Agricultural carbon emission efficiency (ACEE) is crucial for advancing global carbon neutrality goals. However, existing research at the national level often overlooks the function of agricultural carbon sinks and exhibits deficiencies in analyzing the driving mechanisms of ACEE and making precise predictions. To address this, this paper constructs a more comprehensive ACEE measurement system and introduces machine learning techniques to thoroughly analyze the spatio-temporal dynamics, driving factors, and future trends of global ACEE. Firstly, by incorporating agricultural carbon sinks as an ecological output, this study develops an ACEE measurement system covering 162 countries, overcoming the limitations of previous studies that were often confined to regional levels or neglected carbon sinks. Measurements based on the global super-efficiency Epsilon-Based Measure model reveal that from 1995 to 2021, ACEE generally increased across countries, but spatial differentiation intensified, exhibiting a significant Matthew effect.

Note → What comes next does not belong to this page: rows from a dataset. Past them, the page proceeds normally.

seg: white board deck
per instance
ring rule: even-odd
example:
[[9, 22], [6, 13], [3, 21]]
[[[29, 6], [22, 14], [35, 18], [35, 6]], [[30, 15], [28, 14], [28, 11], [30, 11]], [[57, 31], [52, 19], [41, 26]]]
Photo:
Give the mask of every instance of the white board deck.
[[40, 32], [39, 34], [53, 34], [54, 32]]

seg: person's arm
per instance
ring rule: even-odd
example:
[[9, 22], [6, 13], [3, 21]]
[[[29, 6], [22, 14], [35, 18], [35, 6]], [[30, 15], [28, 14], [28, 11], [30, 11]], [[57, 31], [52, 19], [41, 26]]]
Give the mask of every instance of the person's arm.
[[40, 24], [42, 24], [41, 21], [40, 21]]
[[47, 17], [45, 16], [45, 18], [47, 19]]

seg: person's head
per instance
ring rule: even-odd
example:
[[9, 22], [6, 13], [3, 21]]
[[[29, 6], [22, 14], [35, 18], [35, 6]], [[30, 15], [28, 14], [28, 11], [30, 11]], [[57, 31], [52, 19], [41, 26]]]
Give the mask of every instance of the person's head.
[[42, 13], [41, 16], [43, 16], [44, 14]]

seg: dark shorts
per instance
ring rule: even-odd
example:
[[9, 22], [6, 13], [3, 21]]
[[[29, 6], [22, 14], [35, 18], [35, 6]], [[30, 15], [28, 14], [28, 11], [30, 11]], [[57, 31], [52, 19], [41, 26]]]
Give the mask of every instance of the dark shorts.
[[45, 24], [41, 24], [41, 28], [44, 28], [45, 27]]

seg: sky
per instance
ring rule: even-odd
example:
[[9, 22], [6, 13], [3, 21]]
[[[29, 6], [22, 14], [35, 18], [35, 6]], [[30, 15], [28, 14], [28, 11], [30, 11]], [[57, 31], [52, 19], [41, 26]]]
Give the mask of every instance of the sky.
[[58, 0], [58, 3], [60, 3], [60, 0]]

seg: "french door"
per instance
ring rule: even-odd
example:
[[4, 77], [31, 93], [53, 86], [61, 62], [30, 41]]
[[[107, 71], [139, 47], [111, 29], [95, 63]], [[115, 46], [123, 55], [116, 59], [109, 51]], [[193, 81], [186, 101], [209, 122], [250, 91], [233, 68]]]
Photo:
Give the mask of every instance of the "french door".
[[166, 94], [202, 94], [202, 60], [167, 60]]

Secondly, this study combines interpretable machine learning and geographically and temporally weighted regression to unveil the driving mechanisms of ACEE from socio-economic, agricultural, and climatic dimensions. Agricultural production level is the primary driver for enhancing ACEE, and economic development level also demonstrates a significant promoting role. However, rainfall intensity and agrochemical use intensity are the main inhibiting factors. Urbanization level, industrial structure, and agricultural trade openness negatively affect ACEE in most countries, while the positive effects of technological progress have been diminishing annually. Finally, to enhance prediction accuracy, this study employs an optimized backpropagation neural network model to predict ACEE for different country groups from 2025 to 2035. The ACEE gap between high- and low-level country groups is projected to further widen, and the global divergence trend will become more pronounced.

Suggested Citation

  • Wang, Wei & Pei, Xiaodong & Jiang, Hongtao & Edwin, Mumah & Chen, Yangfen, 2026. "Global agricultural carbon emission efficiency: Using machine learning techniques to reveal driving factors and forecast future trends," Socio-Economic Planning Sciences, Elsevier, vol. 105(C).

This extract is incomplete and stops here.